The present disclosure relates to surgical instruments and, more specifically, to multi-function surgical instruments.
In minimally-invasive surgical procedures, operations are carried out within an internal body cavity through small entrance openings in the body. The entrance openings may be natural passageways of the body or may be surgically created, for example, by making a small incision into which a cannula is inserted.
Multi-function surgical instruments are beneficial in that they allow multiple surgical tasks to be performed with a single instrument, obviating the need to alternatingly remove and insert different instruments into the surgical site to perform a surgical task and/or obviating the need for simultaneously inserting multiple instruments into the surgical site to perform a surgical task.
As used herein, the term “distal” refers to the portion that is described which is further from a user, while the term “proximal” refers to the portion that is being described which is closer to a user. Further, any or all of the aspects described herein, to the extent consistent, may be used in conjunction with any or all of the other aspects described herein.
Provided in accordance with aspects of the present disclosure is a surgical instrument including an end effector assembly including first and second jaw members. At least one of the first or second jaw members is movable relative to the other between a spaced-apart position and an approximated position for grasping tissue therebetween. A sheath is movable relative to the end effector assembly between a retracted position, wherein the sheath is positioned proximally of the first and second jaw members, and an extended position, wherein the sheath is disposed about the first and second jaw members. The sheath is configured to fluidly couple to a source of at least one of suction or irrigation to provide at least one of suction or irrigation at a surgical site.

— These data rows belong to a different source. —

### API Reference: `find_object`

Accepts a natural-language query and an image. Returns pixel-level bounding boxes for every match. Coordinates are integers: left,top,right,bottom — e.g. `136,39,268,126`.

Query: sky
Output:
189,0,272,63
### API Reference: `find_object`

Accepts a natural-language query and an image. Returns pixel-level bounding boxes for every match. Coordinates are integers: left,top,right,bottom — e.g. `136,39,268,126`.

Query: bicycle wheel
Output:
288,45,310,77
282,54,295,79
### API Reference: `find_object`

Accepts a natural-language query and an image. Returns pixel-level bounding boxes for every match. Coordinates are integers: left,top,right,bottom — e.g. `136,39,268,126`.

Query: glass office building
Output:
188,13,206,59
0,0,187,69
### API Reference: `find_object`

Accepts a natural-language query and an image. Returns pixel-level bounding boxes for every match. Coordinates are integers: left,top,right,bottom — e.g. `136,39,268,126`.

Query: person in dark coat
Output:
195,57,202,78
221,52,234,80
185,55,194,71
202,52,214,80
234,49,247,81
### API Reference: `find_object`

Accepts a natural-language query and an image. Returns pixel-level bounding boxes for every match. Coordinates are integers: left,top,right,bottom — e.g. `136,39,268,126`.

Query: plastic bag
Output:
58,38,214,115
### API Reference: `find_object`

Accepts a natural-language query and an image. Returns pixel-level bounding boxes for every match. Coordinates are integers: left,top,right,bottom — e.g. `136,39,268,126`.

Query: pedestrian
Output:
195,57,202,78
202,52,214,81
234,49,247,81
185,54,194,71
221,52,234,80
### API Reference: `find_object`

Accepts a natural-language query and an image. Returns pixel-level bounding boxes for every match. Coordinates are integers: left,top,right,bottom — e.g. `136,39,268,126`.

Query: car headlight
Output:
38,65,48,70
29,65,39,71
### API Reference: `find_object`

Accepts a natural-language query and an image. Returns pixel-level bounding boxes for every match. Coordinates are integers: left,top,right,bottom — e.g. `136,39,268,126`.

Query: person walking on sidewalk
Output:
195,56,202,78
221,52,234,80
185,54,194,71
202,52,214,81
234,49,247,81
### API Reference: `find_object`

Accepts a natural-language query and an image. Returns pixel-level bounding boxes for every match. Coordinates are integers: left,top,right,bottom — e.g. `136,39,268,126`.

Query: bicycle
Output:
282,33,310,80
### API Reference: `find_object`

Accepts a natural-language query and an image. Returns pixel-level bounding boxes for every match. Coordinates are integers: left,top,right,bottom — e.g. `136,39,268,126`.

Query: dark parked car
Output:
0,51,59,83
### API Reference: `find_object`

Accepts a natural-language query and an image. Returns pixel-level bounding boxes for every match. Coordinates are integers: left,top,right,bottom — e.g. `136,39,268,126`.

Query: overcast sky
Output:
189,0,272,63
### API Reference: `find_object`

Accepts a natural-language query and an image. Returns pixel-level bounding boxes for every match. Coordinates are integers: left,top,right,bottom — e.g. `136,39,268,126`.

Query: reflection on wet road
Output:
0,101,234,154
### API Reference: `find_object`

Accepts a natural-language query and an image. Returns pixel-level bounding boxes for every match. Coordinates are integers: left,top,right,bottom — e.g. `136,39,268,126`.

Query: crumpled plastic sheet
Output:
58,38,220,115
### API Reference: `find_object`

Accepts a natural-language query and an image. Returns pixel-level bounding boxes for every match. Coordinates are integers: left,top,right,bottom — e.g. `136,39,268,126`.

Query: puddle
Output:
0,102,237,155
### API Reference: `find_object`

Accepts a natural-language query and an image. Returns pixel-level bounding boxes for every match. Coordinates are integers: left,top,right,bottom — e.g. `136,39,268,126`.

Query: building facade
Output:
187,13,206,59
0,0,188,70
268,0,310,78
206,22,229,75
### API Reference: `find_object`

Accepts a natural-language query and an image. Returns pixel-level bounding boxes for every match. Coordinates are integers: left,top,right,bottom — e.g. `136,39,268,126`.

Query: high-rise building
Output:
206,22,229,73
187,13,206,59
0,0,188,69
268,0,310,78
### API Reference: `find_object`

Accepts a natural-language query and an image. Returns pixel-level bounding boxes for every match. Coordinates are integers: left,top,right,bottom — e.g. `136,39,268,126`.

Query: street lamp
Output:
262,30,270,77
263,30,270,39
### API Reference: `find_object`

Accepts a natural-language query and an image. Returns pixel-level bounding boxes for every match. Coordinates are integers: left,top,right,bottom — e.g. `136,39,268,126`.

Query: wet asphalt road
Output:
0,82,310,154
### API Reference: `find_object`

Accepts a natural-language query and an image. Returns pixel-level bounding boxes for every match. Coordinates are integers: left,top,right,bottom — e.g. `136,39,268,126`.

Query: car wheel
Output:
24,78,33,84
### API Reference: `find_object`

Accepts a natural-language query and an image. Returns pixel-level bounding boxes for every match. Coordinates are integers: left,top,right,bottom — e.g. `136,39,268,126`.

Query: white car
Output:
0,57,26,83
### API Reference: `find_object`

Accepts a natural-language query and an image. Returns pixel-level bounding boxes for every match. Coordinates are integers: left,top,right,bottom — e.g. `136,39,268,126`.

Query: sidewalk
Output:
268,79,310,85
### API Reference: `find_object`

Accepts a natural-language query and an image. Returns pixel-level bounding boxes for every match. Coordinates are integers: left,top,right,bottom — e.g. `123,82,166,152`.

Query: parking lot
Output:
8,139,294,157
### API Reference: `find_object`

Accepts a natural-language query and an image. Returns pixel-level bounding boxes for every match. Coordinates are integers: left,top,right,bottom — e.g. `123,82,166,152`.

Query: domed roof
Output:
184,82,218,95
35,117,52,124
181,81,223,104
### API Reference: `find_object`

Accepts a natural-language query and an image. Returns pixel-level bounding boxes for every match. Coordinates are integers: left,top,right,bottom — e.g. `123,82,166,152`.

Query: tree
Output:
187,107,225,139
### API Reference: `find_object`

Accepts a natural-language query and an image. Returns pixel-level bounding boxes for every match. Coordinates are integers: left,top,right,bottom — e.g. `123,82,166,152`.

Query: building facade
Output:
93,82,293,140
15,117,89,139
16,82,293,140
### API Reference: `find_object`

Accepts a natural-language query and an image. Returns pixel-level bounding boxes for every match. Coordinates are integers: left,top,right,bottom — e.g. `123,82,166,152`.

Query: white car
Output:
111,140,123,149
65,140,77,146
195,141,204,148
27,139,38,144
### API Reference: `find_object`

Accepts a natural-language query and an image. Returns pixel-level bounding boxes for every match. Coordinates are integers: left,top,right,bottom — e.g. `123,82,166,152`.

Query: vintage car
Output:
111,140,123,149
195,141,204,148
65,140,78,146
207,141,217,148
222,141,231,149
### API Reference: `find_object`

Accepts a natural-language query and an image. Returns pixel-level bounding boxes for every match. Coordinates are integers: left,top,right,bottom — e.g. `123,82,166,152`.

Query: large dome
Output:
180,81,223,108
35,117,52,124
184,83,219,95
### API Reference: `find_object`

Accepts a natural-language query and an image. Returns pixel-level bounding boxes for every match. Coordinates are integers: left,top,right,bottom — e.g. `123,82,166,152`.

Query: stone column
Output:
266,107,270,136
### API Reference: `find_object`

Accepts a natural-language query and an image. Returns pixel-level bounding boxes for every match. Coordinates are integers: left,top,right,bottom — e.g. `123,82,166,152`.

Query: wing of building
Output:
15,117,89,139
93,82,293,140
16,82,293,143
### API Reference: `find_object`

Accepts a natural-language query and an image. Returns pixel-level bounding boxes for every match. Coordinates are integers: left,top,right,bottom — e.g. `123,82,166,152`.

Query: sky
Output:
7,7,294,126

In an aspect of the present disclosure, the surgical instrument further includes a housing and a shaft extending distally from the housing. In such aspects, the end effector assembly is supported at a distal end of the shaft and the sheath is slidably disposed about the shaft.
In another aspect of the present disclosure, a fluid port is disposed on the housing and configured to connect to the source of suction and/or irrigation. In such aspects, an internal fluid line disposed within the housing fluidly couples the sheath with the fluid port.
In still another aspect of the present disclosure, at least one actuator disposed on the housing is selectively actuatable for deploying and retracting the sheath.
In yet another aspect of the present disclosure, a movable handle extends from the housing and couples to the at least one of the first or second jaw members. The movable handle is selectively actuatable to move the at least one of the first or second jaw members relative to the other.
In still yet another aspect of the present disclosure, the sheath defines an open distal end and is configured to provide the at least one of suction or irrigation through the open distal end thereof. Alternatively or additionally, the sheath defines a plurality of apertures through a side wall thereof and is configured to provide the at least one of suction or irrigation through the plurality of apertures.
In another aspect of the present disclosure, the surgical instrument further includes an energizable member coupled to the sheath and extending distally therefrom. The energizable member is configured to move with the sheath between the retracted position, wherein the energizable member is positioned proximally of the first and second jaw members, and an extended position, wherein the energizable member extends distally from the first and second jaw members.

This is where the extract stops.